## 1) Build and launch your docker container (optional)
Welcome to the example repository! This guide will help you understand the structure of the repository, set up your environment, and run the code locally, on a high-performance cluster (HPC), or on the GPU server using docker. Additionally, it covers how to manage data with Rclone.
Docker will allow you to execute your code in different machines (with docker) and have the same behavior. This is specially important if you have stochastic issues and different results between windows and linux computers.

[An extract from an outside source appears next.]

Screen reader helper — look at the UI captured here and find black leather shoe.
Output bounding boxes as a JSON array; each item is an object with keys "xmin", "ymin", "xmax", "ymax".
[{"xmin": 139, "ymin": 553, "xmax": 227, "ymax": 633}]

To avoid these issues, and to have control over the full environment (including gpu drivers) where our code work, we use docker.
## Structure of the Repository
-**modules**: Contains the core code for what you want to do. e.g. training and testing models.
-**data**: Directory to store datasets and related files.
-`config/`: Configuration files for Hydra.
-`train_model.yaml`: (e.g) Default configuration for training.
-**env setup**: Environment setup files.
-`Dockerfile`: Docker configuration for containerized environment.
-`requirements.txt`: Python dependencies.
-**runs**: Contains scripts for experimental runs, create datasets, train models, analyze them, etc.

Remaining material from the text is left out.